For Sarah, the defining factor was our clarity of expectations: ‘The national institute holds their standards, and they keep their standards,’ she shared, contrasting this with previous providers that were ‘too flexible,’ resulting in variable trainee quality.

In fact, our consistency across programmes led Moorside’s entire trust to switch to the national institute for ECT provision.

How the PGTA apprenticeship transformed internal recruitment

Sarah feels that the PGTA is a standout for Moorside and has been her highlight of working with the national institute.

Moorside has been able to use the programme to strategically fill hard-to-recruit subjects, particularly maths and science. Sarah explained: ‘We’ve been able to take two of our current members of staff who were in non-teaching roles and put them in teaching roles in subjects where recruitment is difficult.’

The apprenticeship’s structure makes it particularly powerful: ‘When you start your apprenticeship, you start on day one teaching, so if you already know your school and the systems and the students, it just makes everything a lot easier.’

Perhaps most importantly, the PGTA route has strengthened Moorside’s succession planning: ‘Word of mouth spreads, and I get people coming asking me all the time: what is the potential for moving from the role I do into teaching?’.

This has allowed the school to develop teachers internally, reducing the need for national recruitment, and create a sustainable pipeline of future staff.

How the ECT programme aligns with school priorities

One of the strongest features Sarah highlighted was how well our ECT curriculum aligns with Moorside’s own systems, coaching model, and Continuing Professional Development (CPD) priorities. She emphasised the importance of coherence between what trainees learn and what they experience in school: ‘The coaching model we are adopting at school is the same as the coaching model that the national institute have.’

This alignment helps handle sector-wide challenges around behaviour, attendance, and social media. Sarah explained: ‘Those are the challenges that we face…trying to help our trainee teachers navigate those things and giving them the tools and strategies needed to deal with them.’

Modules such as behaviour and inclusion directly complement live priorities at Moorside. For example, she noted: ‘The ECT’s last module of the year is on inclusion and provision, so it marries with what is going on in school.’ This joined-up approach ensures trainees benefit from both strong external training and consistent reinforcement within the school.

The wider impact on whole-school capacity

A key insight from Sarah is how the partnership uplifts the whole school, not just those on training routes. Because mentors receive high-quality training grounded in coaching and research, those skills spread across the staff body.

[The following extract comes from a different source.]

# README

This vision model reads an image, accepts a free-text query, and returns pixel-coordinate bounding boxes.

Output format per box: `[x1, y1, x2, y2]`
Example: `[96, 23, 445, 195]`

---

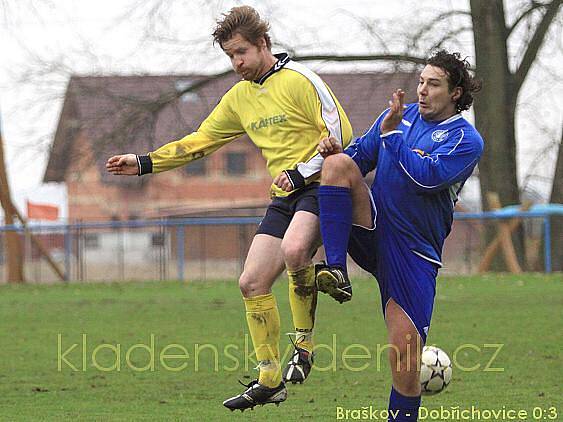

She gave the example of a new head of history:
‘He’s mentoring an ECT in his own department now he’s had the mentoring training’

Reducing workload through a streamlined provider

Contrary to common fears about switching providers, Moorside found that consolidating with the national institute reduced workload across the team.

Sarah shared that our communication and responsiveness have been consistently strong:
‘Whenever we’ve needed any support, the communication is really good. If I’m not available, we get a message saying, “leave me a message and I’ll get back to you today”, and people get back to us straight away.’

Similarly, our standards and visiting tutors remove pressure from schools:
‘If there’s ever an issue or concern, the national institute will be very clear on what their expectations are.’ This clarity and partnership, rather than flexibility without structure, has given Moorside confidence in the quality of its training pipeline.

Why more schools are choosing the national institute

Moorside High School’s experience demonstrates the tangible benefits of switching to our ECT programme and investing in the PGTA apprenticeship:

  • Clear, consistent standards
  • Exceptionally strong communication and responsiveness
  • Alignment with school systems and coaching approaches
  • A sustainable internal recruitment pipeline
  • Stronger capacity across departments
  • Reduced workload through coherent provision

As Sarah summarised, ‘It just works really well - it’s a positive relationship that works both ways.’